No patinaban en una competición; ni siquiera habían intentado conseguir que la ISU les permitiera hacer un programa juntos en una gala de exhibición. Esos momentos —cuatro patines dibujando figuras sobre la pista, en ocasiones acompañados de música, la mayoría de las veces sin ella—, era únicamente para ellos dos. Que su relación fuera algo conocido hacía que buscasen incluso con más ahínco una pausa del resto del mundo, una pausa en la que no eran dos patinadores internacionales, sino simplemente dos personas que se querían y, debido a las circunstancias, sabían patinar.

Cuando terminaron de girar, Antonio le dio a Francis un cariñoso beso en la mejilla, antes de quedarse abrazado a él. El corazón le retumbaba en los oídos, pero en su cuerpo no quedaba ni el más mínimo rastro de los nervios y el temor que le habían invadido antes. Solo sentía una felicidad absoluta al regresar al terreno que más quería junto a la persona a la que más quería.

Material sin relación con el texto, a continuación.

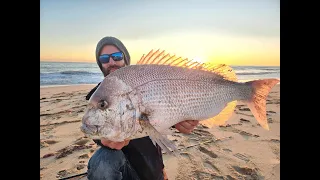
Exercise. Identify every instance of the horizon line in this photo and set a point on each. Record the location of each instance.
(135, 64)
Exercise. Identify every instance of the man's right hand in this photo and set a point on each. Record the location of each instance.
(114, 145)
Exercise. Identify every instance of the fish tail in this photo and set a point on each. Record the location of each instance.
(257, 102)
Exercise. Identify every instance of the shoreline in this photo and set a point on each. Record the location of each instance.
(67, 85)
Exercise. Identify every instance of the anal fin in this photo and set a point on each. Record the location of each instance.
(222, 117)
(157, 137)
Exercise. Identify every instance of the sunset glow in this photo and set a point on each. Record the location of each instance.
(231, 32)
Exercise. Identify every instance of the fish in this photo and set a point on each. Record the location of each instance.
(161, 90)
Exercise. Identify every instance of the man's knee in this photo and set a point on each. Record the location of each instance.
(106, 163)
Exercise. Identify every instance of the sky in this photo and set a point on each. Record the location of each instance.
(234, 32)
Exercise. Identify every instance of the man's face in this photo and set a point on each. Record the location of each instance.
(114, 63)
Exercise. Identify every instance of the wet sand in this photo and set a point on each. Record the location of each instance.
(240, 149)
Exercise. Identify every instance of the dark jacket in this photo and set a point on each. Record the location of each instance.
(143, 156)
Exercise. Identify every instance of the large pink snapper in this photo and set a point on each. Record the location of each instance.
(148, 98)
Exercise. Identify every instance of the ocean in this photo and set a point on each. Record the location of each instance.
(73, 73)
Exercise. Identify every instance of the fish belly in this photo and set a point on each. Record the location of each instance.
(168, 102)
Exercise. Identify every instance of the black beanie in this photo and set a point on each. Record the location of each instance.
(112, 41)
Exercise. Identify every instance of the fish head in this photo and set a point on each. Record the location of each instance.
(110, 113)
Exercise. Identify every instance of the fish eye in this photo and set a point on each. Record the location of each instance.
(102, 104)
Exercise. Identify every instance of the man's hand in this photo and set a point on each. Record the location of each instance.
(186, 126)
(114, 145)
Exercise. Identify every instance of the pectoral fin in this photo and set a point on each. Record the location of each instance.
(157, 137)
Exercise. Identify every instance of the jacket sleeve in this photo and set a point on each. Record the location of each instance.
(91, 92)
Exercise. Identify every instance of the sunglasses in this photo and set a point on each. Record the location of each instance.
(105, 58)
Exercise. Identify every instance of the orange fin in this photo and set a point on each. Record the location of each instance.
(222, 117)
(225, 71)
(257, 103)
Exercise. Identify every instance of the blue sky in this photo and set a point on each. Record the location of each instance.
(227, 30)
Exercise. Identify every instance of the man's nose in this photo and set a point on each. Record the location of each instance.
(112, 62)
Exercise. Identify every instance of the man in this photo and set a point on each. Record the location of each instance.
(139, 158)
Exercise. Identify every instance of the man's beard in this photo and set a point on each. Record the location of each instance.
(111, 69)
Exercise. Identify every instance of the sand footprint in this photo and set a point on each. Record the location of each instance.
(207, 152)
(248, 173)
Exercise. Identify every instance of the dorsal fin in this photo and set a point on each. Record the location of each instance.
(163, 58)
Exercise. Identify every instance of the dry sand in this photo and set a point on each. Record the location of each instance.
(240, 149)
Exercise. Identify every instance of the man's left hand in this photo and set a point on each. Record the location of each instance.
(186, 126)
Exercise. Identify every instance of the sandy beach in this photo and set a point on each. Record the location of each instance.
(240, 149)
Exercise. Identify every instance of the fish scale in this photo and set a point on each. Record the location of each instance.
(146, 99)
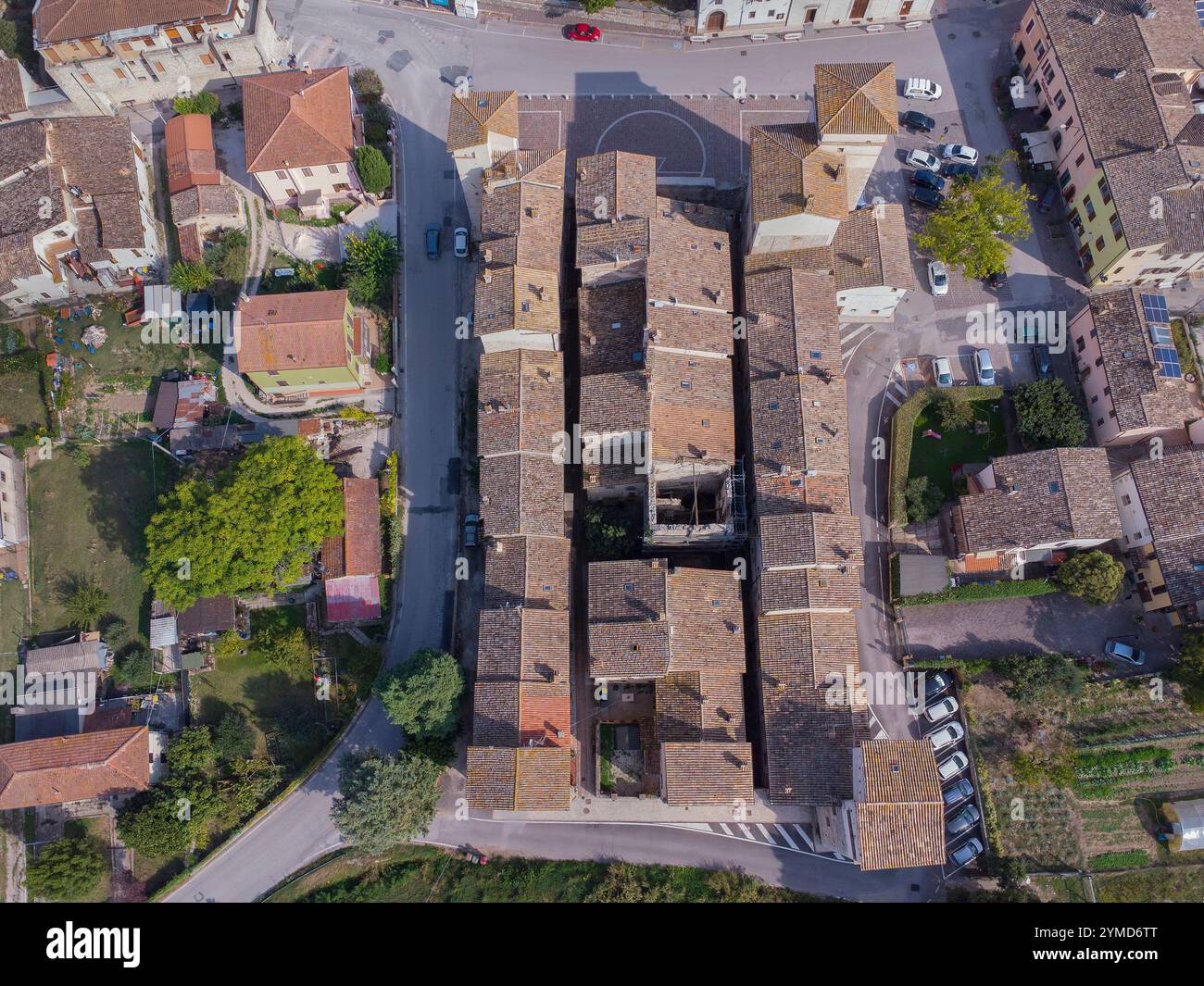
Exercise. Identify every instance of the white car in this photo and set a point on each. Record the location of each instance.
(952, 765)
(922, 88)
(923, 159)
(942, 709)
(983, 368)
(938, 279)
(947, 736)
(943, 371)
(959, 153)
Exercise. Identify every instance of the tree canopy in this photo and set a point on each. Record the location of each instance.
(978, 223)
(422, 693)
(252, 529)
(385, 801)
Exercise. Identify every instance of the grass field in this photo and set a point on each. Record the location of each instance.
(420, 874)
(937, 459)
(91, 520)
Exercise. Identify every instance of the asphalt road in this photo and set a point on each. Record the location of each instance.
(417, 55)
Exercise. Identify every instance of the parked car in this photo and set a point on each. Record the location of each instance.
(942, 709)
(927, 180)
(913, 119)
(983, 368)
(926, 196)
(947, 736)
(962, 820)
(959, 153)
(1043, 363)
(959, 793)
(952, 765)
(954, 168)
(922, 88)
(583, 32)
(967, 853)
(935, 682)
(944, 373)
(922, 159)
(1122, 652)
(938, 279)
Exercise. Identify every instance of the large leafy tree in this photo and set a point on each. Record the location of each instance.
(1092, 576)
(1047, 414)
(978, 223)
(252, 529)
(65, 869)
(422, 693)
(385, 801)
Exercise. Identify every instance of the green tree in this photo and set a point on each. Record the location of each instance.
(422, 694)
(952, 412)
(385, 801)
(191, 276)
(65, 869)
(373, 168)
(1047, 416)
(83, 601)
(249, 530)
(368, 83)
(1092, 576)
(923, 500)
(979, 221)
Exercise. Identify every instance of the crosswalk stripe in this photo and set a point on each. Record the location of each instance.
(785, 834)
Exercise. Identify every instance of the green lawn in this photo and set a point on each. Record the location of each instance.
(91, 520)
(422, 874)
(937, 459)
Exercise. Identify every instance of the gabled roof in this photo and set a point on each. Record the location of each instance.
(296, 119)
(477, 115)
(292, 331)
(69, 768)
(856, 97)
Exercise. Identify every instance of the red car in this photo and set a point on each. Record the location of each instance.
(584, 32)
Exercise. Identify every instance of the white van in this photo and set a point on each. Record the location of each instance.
(922, 88)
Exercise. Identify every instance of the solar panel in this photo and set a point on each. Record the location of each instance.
(1155, 307)
(1168, 361)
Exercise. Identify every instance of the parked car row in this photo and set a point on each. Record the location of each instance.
(962, 815)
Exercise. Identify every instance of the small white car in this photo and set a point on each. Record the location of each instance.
(938, 279)
(943, 371)
(942, 709)
(952, 765)
(922, 88)
(984, 369)
(959, 153)
(947, 736)
(923, 159)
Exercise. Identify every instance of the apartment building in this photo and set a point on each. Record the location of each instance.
(1131, 373)
(727, 17)
(1162, 516)
(300, 344)
(301, 132)
(107, 53)
(76, 215)
(1118, 87)
(1032, 508)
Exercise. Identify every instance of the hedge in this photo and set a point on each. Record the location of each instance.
(982, 592)
(902, 428)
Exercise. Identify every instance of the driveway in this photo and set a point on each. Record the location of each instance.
(1056, 622)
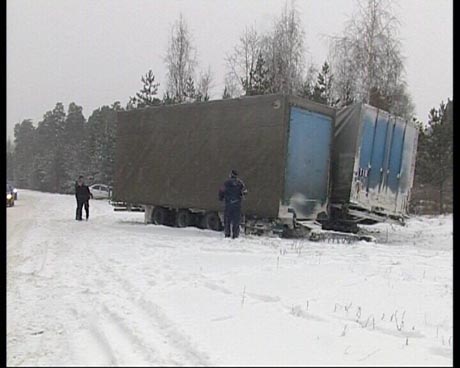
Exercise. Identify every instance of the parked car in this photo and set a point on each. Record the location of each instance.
(9, 196)
(101, 191)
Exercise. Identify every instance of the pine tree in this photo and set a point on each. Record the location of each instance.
(147, 94)
(101, 135)
(24, 152)
(10, 161)
(48, 162)
(322, 91)
(226, 94)
(434, 164)
(259, 82)
(75, 152)
(190, 94)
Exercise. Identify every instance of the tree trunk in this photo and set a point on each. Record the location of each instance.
(441, 198)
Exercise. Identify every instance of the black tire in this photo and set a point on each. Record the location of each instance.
(211, 221)
(159, 216)
(183, 218)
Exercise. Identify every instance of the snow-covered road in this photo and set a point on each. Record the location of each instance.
(113, 291)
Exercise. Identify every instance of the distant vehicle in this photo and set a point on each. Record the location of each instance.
(100, 191)
(15, 191)
(9, 196)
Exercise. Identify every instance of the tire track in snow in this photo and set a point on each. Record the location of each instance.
(181, 350)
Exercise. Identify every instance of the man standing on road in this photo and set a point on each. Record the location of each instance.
(82, 194)
(232, 192)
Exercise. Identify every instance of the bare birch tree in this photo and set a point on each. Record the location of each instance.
(180, 60)
(284, 51)
(204, 85)
(243, 59)
(367, 61)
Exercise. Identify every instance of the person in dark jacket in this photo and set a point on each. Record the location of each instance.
(82, 194)
(232, 192)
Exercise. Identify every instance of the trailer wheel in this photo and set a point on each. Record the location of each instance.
(159, 216)
(183, 218)
(211, 221)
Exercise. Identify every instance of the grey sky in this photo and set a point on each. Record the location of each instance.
(94, 52)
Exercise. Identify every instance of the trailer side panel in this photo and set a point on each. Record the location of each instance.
(179, 155)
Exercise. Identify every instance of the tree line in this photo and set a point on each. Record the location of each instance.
(365, 64)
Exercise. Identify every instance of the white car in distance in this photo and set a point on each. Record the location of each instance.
(100, 191)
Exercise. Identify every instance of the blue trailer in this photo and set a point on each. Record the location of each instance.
(373, 163)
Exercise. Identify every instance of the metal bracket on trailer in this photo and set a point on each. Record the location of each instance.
(316, 233)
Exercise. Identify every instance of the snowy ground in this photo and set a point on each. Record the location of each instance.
(113, 291)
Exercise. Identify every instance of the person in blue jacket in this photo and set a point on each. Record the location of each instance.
(232, 192)
(82, 194)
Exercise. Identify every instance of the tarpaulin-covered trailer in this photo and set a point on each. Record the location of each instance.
(177, 156)
(373, 162)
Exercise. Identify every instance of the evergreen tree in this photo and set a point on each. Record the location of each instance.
(322, 91)
(24, 153)
(434, 164)
(101, 135)
(190, 94)
(10, 164)
(147, 94)
(48, 170)
(226, 94)
(259, 82)
(74, 142)
(168, 99)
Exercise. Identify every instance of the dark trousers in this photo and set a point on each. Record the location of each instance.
(232, 215)
(80, 205)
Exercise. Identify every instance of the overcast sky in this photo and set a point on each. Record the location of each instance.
(94, 52)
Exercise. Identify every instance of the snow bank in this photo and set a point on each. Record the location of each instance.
(113, 291)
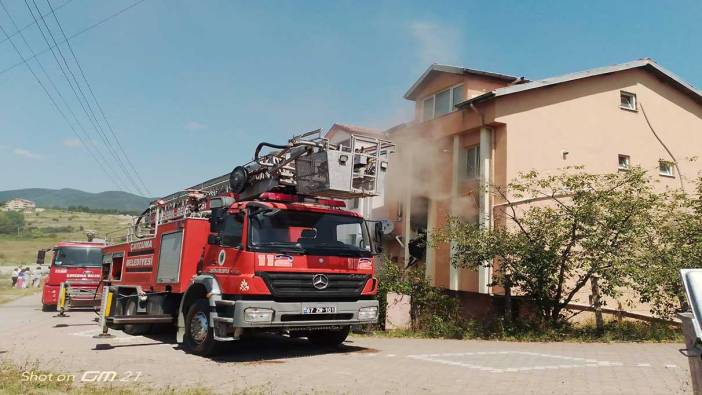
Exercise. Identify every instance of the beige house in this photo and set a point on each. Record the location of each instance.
(19, 205)
(474, 128)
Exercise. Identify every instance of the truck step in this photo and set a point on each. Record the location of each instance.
(141, 319)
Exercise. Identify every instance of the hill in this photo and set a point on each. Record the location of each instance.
(64, 198)
(43, 229)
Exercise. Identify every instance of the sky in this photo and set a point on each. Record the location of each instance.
(189, 88)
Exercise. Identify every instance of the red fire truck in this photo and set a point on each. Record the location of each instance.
(75, 264)
(264, 248)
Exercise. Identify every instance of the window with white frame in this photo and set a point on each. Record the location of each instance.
(624, 162)
(665, 168)
(428, 109)
(473, 162)
(442, 102)
(627, 100)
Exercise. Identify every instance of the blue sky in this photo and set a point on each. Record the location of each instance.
(190, 87)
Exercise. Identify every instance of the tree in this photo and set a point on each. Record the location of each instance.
(674, 242)
(554, 233)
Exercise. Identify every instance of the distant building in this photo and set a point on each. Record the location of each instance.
(19, 205)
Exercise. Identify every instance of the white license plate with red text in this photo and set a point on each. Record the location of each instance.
(319, 310)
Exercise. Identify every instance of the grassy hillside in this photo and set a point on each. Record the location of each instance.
(44, 229)
(64, 198)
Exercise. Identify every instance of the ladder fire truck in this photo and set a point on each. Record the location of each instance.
(268, 247)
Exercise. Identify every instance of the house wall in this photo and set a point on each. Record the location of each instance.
(584, 118)
(529, 131)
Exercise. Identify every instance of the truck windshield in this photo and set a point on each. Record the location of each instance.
(309, 232)
(77, 256)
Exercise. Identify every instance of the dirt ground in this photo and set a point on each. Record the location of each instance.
(368, 365)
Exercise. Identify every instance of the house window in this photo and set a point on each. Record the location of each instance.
(665, 168)
(428, 109)
(627, 101)
(473, 162)
(624, 162)
(442, 103)
(457, 95)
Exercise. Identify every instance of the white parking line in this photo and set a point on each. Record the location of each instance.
(578, 362)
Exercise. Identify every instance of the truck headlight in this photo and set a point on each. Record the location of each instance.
(255, 314)
(368, 313)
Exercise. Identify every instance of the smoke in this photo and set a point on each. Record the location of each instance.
(422, 168)
(435, 43)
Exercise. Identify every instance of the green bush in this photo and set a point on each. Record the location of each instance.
(10, 221)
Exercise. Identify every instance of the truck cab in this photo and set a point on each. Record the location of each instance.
(75, 263)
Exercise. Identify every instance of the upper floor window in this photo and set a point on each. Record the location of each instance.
(624, 162)
(473, 162)
(627, 100)
(442, 103)
(665, 168)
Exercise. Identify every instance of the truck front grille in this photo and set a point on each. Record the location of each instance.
(300, 285)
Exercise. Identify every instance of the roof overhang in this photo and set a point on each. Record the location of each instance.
(647, 64)
(411, 93)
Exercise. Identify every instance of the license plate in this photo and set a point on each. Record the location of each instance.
(319, 310)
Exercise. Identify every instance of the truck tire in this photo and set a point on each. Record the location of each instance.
(134, 329)
(328, 338)
(199, 335)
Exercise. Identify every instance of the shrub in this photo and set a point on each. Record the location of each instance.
(10, 221)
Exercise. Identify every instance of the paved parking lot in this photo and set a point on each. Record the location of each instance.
(368, 365)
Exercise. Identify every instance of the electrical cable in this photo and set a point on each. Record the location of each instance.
(92, 94)
(78, 92)
(53, 101)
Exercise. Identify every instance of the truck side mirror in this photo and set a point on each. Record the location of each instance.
(215, 219)
(214, 240)
(41, 257)
(378, 238)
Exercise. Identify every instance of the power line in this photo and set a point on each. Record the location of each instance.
(65, 103)
(18, 30)
(78, 92)
(74, 35)
(97, 103)
(53, 101)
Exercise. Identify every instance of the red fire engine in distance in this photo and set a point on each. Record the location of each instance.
(76, 263)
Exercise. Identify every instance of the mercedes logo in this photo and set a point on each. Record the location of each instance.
(320, 281)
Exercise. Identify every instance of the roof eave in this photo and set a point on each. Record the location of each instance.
(411, 92)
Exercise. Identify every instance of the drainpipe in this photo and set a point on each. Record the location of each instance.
(484, 201)
(407, 213)
(454, 272)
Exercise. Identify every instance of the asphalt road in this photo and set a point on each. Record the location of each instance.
(367, 365)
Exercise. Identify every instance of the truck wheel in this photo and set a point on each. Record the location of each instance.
(199, 336)
(134, 329)
(328, 338)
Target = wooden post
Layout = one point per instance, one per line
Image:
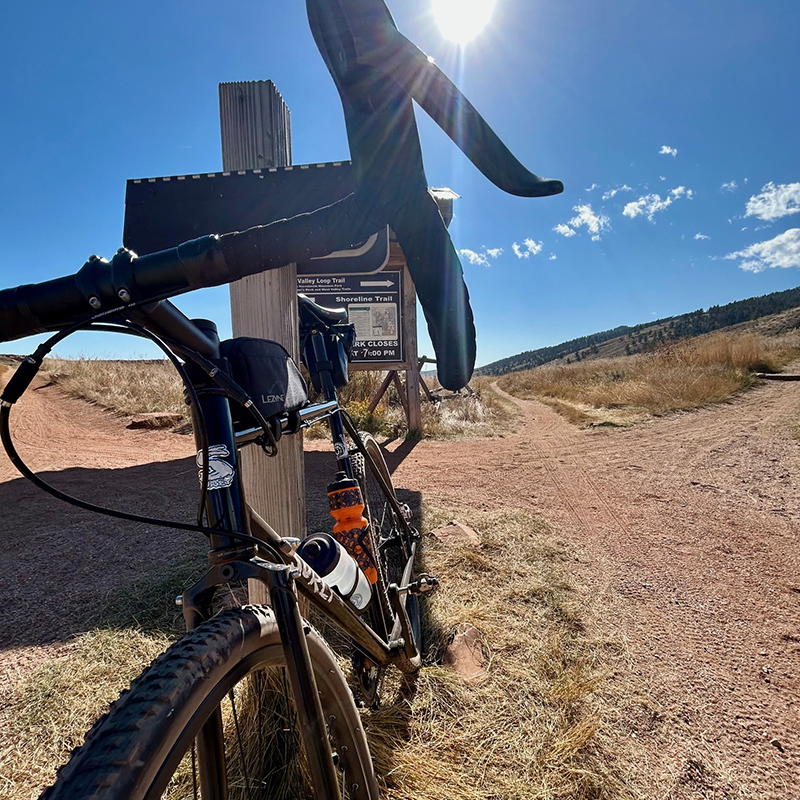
(413, 399)
(256, 133)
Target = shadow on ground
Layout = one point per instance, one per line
(64, 568)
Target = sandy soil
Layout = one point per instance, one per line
(684, 530)
(686, 535)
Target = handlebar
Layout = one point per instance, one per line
(128, 279)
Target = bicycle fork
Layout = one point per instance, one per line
(210, 744)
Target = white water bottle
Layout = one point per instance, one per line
(339, 569)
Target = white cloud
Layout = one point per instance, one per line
(475, 258)
(611, 192)
(564, 230)
(782, 251)
(585, 216)
(775, 201)
(534, 248)
(651, 204)
(482, 259)
(648, 205)
(531, 248)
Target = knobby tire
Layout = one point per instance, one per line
(134, 751)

—¿Estarás en las gradas para el programa corto? —susurró, no queriendo romper el abrazo todavía.

—¿Qué clase de pregunta es esa? —Francis casi sonaba ofendido—. Por supuesto. No me perdería cómo le quitas el primer puesto a Arthur por nada del mundo.

—¿Le viste en el Skate America? Tiene unos programas muy buenos este año.

—¿Y desde cuándo has dejado que los programas de los demás te asusten? Lo harás bien, ya lo verás.

Francis se separó de él; pretendía reunirse con Jeanne y su entrenador para terminar de ultimar detalles. Antonio se quedó donde estaba durante un instante, observándole patinar, mientras dudaba qué decir. Era probable que no se volvieran a ver hasta la hora de la comida.

—Francis —dijo finalmente. El aludido se dio la vuelta y volvió a acercarse, la curiosidad reflejada en el rostro—. Gracias por todo.

—Siempre. —Alcanzó su mano para darle un apretón de ánimo—. Aunque, por supuesto, no me negaré a una compensación a cambio de los servicios prestados…

Francis le guiñó el ojo mientras Antonio soltaba una carcajada, y los dos se dirigieron hacia la salida de la pista.

Era hora de retirarse hasta que, un poco más tarde, empezara el entrenamiento de verdad, pero todas las nubes oscuras se habían retirado. Se sentía igual de seguro de sí mismo que cuando había salido a patinar su programa libre en el Europeo, antes de que la caída tras el segundo cuádruple le arrebatara en un instante de terminar la actuación y el resto de la temporada. Ardía en deseos de regresar cuando las gradas estuvieran repletas de gente y la música retumbara a su alrededor. Echaba de menos la competición y no podía esperar a que comenzara de una vez.

Sonrió.

Antonio Fernández Carriedo había vuelto y, una vez más, no había notado el frío del hielo.